Erosi adalah proses terangkutnya atau berpindahnya tanah atau bagianbagian tanah dari suatu tempat ke tempat lain oleh media alami (Arsyad 2006).
Erosi menjadi masalah yang serius dalam pengelolaan DAS karena tidak hanya
menghilangkan lapisan tanah yang subur tetapi juga menyebabkan tanah
kehilangan kemampuan untuk menahan dan menyerap air. Sehingga ketika terjadi
erosi kandungan bahan organik tersebut mudah berpindah atau terangkut oleh
limpasan permukaan. Informasi mengenai sebaran dan tingkat bahaya erosi akan
menjadi salah satu bahan acuan untuk membantu perencanaan pengelolaan DAS.
Metode yang digunakan untuk mengetahui informasi sebaran dan tingkat bahaya
erosi adalah metode Sistem Informasi Geografis (SIG) dan Penginderaan Jauh
(PJ).
Puntodewo et al. (2003) menyatakan bahwa SIG dapat diartikan sebagai
suatu komponen yang terdiri dari perangkat keras, perangkat lunak, data geografis

2
dan sumberdaya manusia yang bekerja secara bersama secara efektif untuk
menangkap,
menyimpan,
memperbaiki,
memperbaharui,
mengelola,
memanipulasi, mengintegrasikan dan menampilkan data dalam suatu informasi
berbasis geografis.

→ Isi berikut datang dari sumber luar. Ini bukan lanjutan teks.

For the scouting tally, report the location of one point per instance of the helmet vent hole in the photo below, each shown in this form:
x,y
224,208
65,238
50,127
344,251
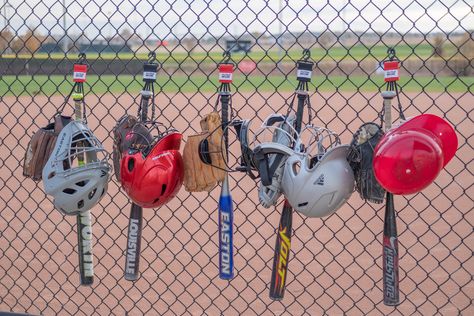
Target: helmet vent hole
x,y
82,183
131,164
296,168
91,194
69,191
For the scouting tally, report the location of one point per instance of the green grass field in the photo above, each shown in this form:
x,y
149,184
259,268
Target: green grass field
x,y
356,52
44,85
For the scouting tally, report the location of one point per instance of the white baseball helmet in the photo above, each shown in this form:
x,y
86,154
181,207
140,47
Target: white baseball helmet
x,y
77,172
318,185
282,130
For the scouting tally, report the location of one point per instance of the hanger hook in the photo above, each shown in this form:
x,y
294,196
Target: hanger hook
x,y
306,54
81,58
227,56
391,53
151,57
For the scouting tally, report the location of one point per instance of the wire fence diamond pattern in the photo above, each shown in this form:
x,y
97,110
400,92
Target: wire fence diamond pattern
x,y
336,262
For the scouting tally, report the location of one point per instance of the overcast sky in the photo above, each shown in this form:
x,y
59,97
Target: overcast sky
x,y
216,17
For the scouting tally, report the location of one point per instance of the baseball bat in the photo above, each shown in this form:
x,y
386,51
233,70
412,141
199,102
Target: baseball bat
x,y
226,217
135,224
391,295
84,219
281,255
134,236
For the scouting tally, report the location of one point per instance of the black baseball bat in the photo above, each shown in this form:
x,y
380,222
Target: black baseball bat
x,y
135,223
132,259
391,295
84,219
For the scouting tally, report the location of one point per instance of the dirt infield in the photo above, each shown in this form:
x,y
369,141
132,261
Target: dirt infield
x,y
335,264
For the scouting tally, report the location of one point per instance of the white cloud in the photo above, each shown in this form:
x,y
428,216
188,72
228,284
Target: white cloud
x,y
217,17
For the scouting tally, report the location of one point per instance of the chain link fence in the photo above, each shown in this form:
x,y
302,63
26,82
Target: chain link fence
x,y
336,264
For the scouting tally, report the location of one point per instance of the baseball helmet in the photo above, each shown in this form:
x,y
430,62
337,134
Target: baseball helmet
x,y
408,160
318,185
77,172
440,128
152,175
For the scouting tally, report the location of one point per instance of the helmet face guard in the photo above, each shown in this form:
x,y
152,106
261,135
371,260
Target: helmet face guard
x,y
407,161
152,176
77,172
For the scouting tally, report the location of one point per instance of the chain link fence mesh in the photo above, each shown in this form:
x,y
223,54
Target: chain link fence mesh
x,y
336,265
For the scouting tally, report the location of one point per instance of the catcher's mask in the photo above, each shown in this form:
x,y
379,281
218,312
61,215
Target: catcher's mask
x,y
360,158
407,161
213,143
276,129
152,175
77,172
317,179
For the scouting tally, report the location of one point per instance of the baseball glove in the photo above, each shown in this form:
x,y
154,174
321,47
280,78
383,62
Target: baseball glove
x,y
200,176
128,133
40,147
360,159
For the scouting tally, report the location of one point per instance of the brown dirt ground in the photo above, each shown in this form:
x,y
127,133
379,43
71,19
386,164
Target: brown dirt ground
x,y
335,263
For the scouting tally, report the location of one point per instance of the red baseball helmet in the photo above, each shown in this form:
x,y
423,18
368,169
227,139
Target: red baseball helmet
x,y
152,179
407,161
439,127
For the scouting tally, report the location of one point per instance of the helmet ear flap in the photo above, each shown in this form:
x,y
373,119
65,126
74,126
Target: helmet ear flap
x,y
204,153
130,164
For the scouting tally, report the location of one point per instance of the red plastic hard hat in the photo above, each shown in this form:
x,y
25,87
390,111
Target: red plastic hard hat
x,y
152,180
406,162
439,127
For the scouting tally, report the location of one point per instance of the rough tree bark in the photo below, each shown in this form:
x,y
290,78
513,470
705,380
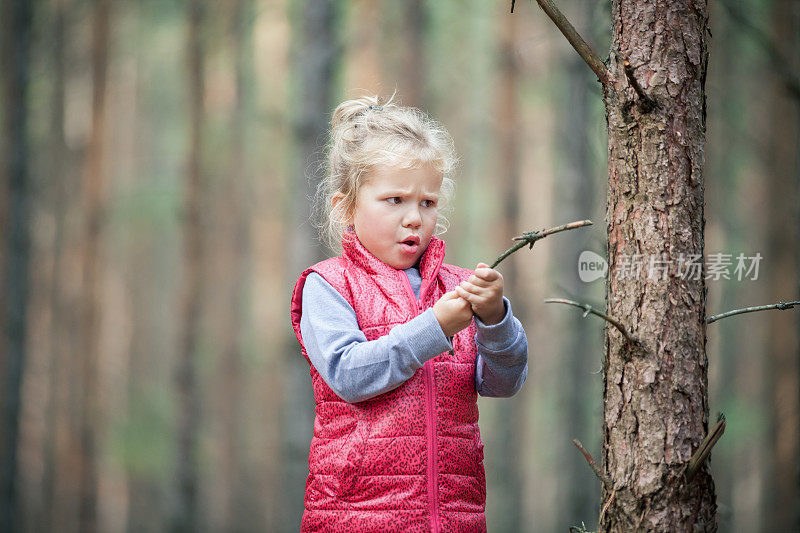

Penginderaan jauh adalah suatu teknik pengambilan atau
pengukuran data/informasi mengenai sifat dari sebuah fenomena, obyek atau
benda dengan menggunakan sebuah alat perekam tanpa berhubungan langsung
dengan bahan studi. Informassi dari suatu obyek tersebut dapat diperoleh karena
obyek atau benda mempunyai kekhasan masing-masing dalam menyerap,
memantulkan, meneruskan dan memancarkan energi gelombang magnetik yang
datang padanya sehingga energi yang dipantulkan dan dipancarkan yang diterima
oleh sensor dapat dicirikan untuk pengenalan obyek, daerah atau fenomena studi
(Lillesand dan Kriefer 1990).
Aplikasi SIG dan Penginderaan Jauh diharapkan akan sangat bermanfaat
untuk mengetahui dan memetakan penyebaran kelas erosi dan memberikan
gambaran mengenai kondisi DAS sehingga dapat membantu dalam menentukan
tindakan pengelolaan bagi kegiatan rehabilitasi lahan khususnya di Sub DAS
Batanghari Hulu.

Tujuan
Menentukan sebaran dan tingkat bahaya erosi yang ada di kawasan Sub
DAS Batanghari Hulu.

Manfaat
Pendugaan erosi diharapkan dapat memberikan gambaran mengenai kondisi
daerah Sub DAS Batanghari Hulu sehingga dapat menjadi dasar pertimbangan
dalam menentukan tindakan pengelolaan selanjutnya terutama bagi kegiatan
rehabilitasi di daerah Sub DAS Batanghari Hulu.

METODE
Lokasi dan Waktu
Pengambilan data lapang dilaksanakan pada bulan Maret 2014 dan
pengolahan data dilakukan pada bulan Juli 2014 sampai bulan Mei 2015. Lokasi
penelitian untuk pengamatan dan pengambilan data dilakukan di kawasan Sub
DAS Batanghari Hulu yang bertempat di Kabupaten Solok Selatan, Kabupaten
Sawahlunto/Sijunjung dan Kabupaten Dharmasraya yang ada di wilayah
administrasi Provinsi Sumatera Barat dan Kabupaten Tebo, Kabupaten Kerinci,
Kabupaten Bungo yang berada di wilayah administrasi Provinsi Jambi. Sedangkan
untuk pengolahan dan analisis data dilakukan di Laboratorium Analisis
Lingkungan dan Permodelan Spasial Jurusan Konservasi Sumberdaya Hutan dan
Ekowisata, Fakultas Kehutanan IPB.

3
Alat dan Bahan
Peralatan yang digunakan pada penelitian ini adalah 1 set PC yang
dilengkapi oleh software SIG yang terdiri dari software Erdas Imagine versi 9.1
dan ArcGis versi 9. 3, GPS (Global Positioning System), kamera dan alat tulis,
sedangkan bahan-bahan yang dibutuhkan dalam penelitian ini adalah data curah
hujan Sub DAS Batanghari Hulu, peta jenis tanah Sub DAS Batanghari Hulu,
citra Satelit Landsat 8-OLI (Operational Land Imager) tahun 2013, citra SRTM
(Shuttle Radar Topography Mission) dengan resolusi 90x90m tahun 2013 Sub
DAS Batanghari Hulu serta peta Administrasi daerah DAS Batanghari.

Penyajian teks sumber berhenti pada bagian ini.